Une proposition mienne. L’être serait un fragment de la création en nous déposé le temps d’une vie de créature terrestre. En ce sens, l’être de chacun participe de la création universelle mystérieuse.

Donald Winnicott nous dit que pour préserver l’être du bébé, il faut que ses parents respectent dès sa naissance sa continuité d’existence (établie durant déjà 9 mois dans la matrice), son vrai soi, son être tel que je le conçois (conception que je développe dans tous mes écrits et qui n’a rien d’ésotérique). Toujours selon D. Winnicott, ce respect signifie que les parents doivent s’adapter aux besoins de leur tout petit « presque à 100% ». Viendra ensuite et conjointement le temps de l’éducation à la limite et au respect, quand l’enfant va naître progressivement à sa différence et à son ego séparé d’autrui. Car au départ d’une vie, lesoi du bébé est dans l’indifférenciation d’avec la mère ; il est le relationnel qu’il forme avec elle qui lui fut d’abord consubstantielle.

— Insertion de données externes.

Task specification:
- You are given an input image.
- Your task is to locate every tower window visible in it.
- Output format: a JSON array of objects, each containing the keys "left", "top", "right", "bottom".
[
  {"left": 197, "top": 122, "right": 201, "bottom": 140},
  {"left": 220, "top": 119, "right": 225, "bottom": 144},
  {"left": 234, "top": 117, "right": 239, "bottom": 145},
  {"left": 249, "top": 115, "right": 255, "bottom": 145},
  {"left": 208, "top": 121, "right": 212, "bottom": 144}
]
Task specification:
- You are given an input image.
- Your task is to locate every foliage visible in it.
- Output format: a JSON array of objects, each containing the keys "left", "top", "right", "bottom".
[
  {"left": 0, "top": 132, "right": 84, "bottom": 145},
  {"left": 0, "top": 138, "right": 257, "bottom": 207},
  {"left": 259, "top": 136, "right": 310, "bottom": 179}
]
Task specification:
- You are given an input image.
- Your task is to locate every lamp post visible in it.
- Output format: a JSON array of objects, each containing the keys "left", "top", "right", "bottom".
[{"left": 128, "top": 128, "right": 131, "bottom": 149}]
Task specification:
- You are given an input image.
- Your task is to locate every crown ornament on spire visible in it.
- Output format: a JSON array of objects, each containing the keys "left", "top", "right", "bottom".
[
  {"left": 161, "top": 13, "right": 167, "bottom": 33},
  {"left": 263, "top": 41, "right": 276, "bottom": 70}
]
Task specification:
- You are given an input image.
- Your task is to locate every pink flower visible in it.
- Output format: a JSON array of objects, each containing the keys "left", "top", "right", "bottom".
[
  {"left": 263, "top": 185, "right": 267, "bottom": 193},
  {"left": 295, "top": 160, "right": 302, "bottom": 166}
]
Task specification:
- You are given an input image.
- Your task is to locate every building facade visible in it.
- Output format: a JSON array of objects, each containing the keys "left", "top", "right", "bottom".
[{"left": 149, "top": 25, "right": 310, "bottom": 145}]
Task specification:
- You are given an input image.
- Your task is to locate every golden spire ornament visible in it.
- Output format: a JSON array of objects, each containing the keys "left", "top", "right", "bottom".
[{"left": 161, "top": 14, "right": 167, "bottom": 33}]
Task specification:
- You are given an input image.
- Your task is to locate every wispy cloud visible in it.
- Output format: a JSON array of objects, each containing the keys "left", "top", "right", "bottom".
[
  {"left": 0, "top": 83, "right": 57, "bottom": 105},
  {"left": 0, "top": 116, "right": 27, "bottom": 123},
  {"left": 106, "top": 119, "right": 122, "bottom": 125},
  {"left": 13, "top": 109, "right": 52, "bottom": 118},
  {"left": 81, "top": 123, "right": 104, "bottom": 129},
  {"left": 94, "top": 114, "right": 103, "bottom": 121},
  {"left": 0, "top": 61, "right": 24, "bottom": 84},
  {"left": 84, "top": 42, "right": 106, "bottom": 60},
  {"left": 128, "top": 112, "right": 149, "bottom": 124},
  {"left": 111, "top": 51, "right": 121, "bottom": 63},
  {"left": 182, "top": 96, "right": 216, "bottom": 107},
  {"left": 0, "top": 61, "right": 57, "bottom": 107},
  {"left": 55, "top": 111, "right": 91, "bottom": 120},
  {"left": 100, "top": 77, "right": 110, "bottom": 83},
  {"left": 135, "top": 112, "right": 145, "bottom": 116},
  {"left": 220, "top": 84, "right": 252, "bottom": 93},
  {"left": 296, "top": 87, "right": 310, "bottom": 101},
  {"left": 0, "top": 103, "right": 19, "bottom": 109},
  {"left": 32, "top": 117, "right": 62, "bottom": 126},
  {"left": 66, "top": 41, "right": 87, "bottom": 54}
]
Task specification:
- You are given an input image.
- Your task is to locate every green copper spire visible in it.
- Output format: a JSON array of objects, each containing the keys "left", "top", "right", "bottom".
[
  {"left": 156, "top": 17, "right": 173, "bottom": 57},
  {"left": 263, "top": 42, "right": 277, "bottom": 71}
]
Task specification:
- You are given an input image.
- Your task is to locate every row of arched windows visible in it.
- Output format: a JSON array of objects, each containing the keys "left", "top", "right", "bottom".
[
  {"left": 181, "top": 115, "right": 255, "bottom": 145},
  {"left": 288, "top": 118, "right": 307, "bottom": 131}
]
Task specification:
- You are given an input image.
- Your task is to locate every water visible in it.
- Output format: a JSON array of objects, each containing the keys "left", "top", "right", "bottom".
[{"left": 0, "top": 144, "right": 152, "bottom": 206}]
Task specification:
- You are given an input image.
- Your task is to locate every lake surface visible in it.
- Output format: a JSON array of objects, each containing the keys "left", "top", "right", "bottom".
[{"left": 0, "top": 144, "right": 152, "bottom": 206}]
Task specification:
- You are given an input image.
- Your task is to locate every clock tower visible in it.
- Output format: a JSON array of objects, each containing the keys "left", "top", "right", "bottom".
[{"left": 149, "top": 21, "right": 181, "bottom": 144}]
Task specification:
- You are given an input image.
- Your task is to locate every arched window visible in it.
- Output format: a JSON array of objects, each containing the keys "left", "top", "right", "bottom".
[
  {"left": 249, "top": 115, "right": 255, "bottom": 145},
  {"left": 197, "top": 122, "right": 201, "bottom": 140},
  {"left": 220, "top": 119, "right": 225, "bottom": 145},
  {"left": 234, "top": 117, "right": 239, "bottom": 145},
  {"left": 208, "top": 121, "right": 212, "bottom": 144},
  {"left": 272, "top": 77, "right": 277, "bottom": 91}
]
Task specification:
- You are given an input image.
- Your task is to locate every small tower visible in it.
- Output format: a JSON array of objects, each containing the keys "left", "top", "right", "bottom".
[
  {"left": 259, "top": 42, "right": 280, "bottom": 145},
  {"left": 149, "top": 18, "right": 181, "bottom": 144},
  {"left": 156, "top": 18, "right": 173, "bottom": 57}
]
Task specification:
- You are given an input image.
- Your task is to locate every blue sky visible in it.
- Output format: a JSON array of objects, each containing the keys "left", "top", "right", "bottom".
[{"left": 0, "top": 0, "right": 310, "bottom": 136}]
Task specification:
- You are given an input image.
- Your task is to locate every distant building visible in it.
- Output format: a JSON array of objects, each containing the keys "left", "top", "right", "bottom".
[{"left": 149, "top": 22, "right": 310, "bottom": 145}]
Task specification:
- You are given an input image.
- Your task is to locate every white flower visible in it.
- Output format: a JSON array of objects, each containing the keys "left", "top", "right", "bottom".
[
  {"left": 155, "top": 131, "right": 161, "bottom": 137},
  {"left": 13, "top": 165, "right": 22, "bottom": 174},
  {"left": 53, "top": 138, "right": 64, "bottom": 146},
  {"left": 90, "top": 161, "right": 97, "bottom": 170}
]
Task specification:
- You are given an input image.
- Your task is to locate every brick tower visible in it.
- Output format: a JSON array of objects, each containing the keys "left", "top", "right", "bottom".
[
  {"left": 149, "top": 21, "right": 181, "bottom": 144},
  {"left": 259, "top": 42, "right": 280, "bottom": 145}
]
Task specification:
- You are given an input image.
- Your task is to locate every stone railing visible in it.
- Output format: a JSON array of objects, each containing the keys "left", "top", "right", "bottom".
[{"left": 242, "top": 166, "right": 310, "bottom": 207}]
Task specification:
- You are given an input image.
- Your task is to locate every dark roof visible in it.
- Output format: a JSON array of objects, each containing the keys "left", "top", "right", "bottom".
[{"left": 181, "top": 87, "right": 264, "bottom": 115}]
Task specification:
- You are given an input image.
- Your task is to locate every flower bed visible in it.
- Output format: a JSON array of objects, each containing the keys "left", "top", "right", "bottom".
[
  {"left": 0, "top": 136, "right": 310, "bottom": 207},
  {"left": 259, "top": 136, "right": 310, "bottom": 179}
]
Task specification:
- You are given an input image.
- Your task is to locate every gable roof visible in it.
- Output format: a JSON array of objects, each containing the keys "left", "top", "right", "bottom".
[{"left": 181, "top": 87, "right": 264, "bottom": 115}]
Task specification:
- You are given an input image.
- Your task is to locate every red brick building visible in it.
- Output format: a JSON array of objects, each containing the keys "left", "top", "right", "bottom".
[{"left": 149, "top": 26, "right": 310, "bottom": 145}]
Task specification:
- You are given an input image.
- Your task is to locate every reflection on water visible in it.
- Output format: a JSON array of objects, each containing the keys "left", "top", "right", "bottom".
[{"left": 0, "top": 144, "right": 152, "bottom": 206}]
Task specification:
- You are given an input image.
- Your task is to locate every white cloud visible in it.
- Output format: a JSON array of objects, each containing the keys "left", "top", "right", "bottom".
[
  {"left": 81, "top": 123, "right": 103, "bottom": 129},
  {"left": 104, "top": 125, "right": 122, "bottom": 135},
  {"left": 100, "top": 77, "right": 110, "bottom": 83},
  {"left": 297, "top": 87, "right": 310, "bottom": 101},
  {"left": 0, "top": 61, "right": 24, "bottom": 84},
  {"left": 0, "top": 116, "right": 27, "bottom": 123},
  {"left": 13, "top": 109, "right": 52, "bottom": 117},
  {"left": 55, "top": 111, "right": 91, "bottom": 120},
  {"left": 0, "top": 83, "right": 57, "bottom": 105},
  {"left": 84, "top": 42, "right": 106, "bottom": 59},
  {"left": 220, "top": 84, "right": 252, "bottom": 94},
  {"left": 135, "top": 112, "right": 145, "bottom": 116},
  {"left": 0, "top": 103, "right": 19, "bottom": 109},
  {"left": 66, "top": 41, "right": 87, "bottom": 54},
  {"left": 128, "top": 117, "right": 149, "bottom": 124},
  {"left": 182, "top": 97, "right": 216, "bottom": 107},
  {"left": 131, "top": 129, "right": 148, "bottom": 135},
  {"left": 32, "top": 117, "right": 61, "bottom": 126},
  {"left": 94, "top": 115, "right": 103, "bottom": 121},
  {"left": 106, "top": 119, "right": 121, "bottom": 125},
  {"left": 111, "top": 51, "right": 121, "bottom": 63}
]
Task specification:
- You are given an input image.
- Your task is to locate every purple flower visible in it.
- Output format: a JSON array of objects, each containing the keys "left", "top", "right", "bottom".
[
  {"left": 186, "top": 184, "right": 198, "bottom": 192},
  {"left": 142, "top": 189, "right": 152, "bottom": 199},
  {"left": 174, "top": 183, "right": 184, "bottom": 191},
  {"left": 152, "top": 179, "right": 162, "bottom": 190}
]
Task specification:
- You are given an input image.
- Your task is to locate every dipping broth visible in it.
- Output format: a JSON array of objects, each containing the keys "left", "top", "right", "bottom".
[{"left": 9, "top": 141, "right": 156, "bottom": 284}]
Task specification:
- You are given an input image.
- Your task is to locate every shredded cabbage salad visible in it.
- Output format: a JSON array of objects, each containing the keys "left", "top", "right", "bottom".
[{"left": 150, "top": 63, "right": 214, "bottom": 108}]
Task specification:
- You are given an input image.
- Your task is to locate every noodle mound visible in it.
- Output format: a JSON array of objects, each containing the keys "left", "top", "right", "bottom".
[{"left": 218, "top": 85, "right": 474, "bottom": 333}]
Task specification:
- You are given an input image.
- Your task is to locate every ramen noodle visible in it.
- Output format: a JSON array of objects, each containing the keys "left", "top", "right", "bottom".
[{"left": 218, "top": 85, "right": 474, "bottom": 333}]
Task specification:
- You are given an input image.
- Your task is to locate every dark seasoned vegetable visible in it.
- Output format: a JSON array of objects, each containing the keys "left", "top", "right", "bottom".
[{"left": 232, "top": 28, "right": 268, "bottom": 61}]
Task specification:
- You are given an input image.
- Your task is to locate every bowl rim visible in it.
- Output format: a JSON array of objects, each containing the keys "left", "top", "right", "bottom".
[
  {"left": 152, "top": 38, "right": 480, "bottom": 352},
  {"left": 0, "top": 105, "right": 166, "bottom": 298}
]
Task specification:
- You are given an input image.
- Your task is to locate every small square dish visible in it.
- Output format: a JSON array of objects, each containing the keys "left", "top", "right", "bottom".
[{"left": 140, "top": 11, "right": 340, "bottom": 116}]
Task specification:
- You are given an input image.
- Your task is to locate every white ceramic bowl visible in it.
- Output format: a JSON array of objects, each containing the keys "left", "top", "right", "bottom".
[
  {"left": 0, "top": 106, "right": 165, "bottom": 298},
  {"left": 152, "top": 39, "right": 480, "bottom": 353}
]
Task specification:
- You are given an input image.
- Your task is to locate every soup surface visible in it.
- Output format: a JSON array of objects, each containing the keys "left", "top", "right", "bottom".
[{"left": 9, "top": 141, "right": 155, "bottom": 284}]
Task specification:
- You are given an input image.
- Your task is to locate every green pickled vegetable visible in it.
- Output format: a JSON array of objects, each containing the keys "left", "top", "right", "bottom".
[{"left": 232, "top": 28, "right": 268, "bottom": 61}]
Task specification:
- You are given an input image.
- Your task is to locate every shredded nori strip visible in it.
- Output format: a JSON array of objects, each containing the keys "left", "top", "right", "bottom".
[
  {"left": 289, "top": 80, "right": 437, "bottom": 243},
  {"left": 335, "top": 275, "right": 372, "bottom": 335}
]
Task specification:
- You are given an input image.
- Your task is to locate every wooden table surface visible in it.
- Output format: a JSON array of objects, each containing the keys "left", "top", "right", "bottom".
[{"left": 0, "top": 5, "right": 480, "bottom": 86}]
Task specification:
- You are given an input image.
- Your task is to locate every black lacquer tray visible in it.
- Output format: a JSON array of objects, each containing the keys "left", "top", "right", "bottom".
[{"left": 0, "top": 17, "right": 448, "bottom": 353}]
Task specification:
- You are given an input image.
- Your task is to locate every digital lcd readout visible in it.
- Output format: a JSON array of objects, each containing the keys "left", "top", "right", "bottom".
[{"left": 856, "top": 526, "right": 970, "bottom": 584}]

Qui a été soumis dès la naissance par des adultes incapables de donner ce type d’amour se trouve déraciné de son vrai soi, de sa continuité d’existence, de la vitalité-créative de son être et de sa liberté-créative à venir.

Heidegger fait sans doute partie de ces enfants déracinés de l’être, obligés de se tenir au monde à partir d’un faux soi, leur être restant caché, coupé de la vie, immobile  derrière ce bouclier protecteur faux soi remplaçant la protection adaptée des parents qui n’a pas été suffisamment donnée. Nietzsche aussi. Son œuvre m’apparaît comme étant le cri permanent d’un enfant déchiré en son être et qui, par la force de sa pensée, s’efforce de ressaisir la puissance de la vitalité-créative dont il fut amputé à cause d’une éducation aliénant l’être. Alice Miller a longuement étudié les méfaits de « la pédagogie noire » sur les enfants. Mais une éducation sourde aux besoins existentiels de l’enfant suffit à le meurtrir gravement en son être. La notion de surhomme, chez Nietzsche, traduit sans doute sa quête d’un vrai soi préservé dans sa vitalité-créative en début de vie qu’il projette comme accessible enfin dans l’avenir de l’humanité, comme récupérable sous forme de surhumanité à venir. En vain. Cette toute-puissance n’appartient qu’au passé : elle est celle du bébé-roi préservé en son être par ses parents presque parfaitement adaptés.

 

Comme l’avait dit Albert Camus plein de compréhension clémente teintée de tendresse : « Nous devons être les avocats de Nietzsche » en considérant son égarement idéologique exploité par les nazis comme étant celui d’un enfant déchiré hurlant sa détresse de déraciné de l’être (c’est moi qui interprète ainsi les propos de Camus).

Mais nous ne saurions être les avocats d’Heidegger, homme de pouvoir adulé, dominant omnipotent qui toute sa vie a séduit et assujetti quantité de gens en les fascinant par une pensée souvent fumeuse mais brillamment assénée ; qui de son déracinement de « sans bonne-mère » a fait haine des « sans-terre », des juifs en premier lieu qu’il fallait éliminer de la surface de la terre, et qui est mort âgé, sans remords par rapport à sa malfaisance de paranoïaque fonctionnant au bouc émissaire.

Alors que Nietzsche a toujours souffert, jusqu’à psychiquement exploser de douleur à mi-vie, hurlant sa détresse dans l’empathie avec un être (un cheval) sauvagement battu par son maître. Pour traiter sa misère de déraciné de l’être, lui n’a jamais semé la haine.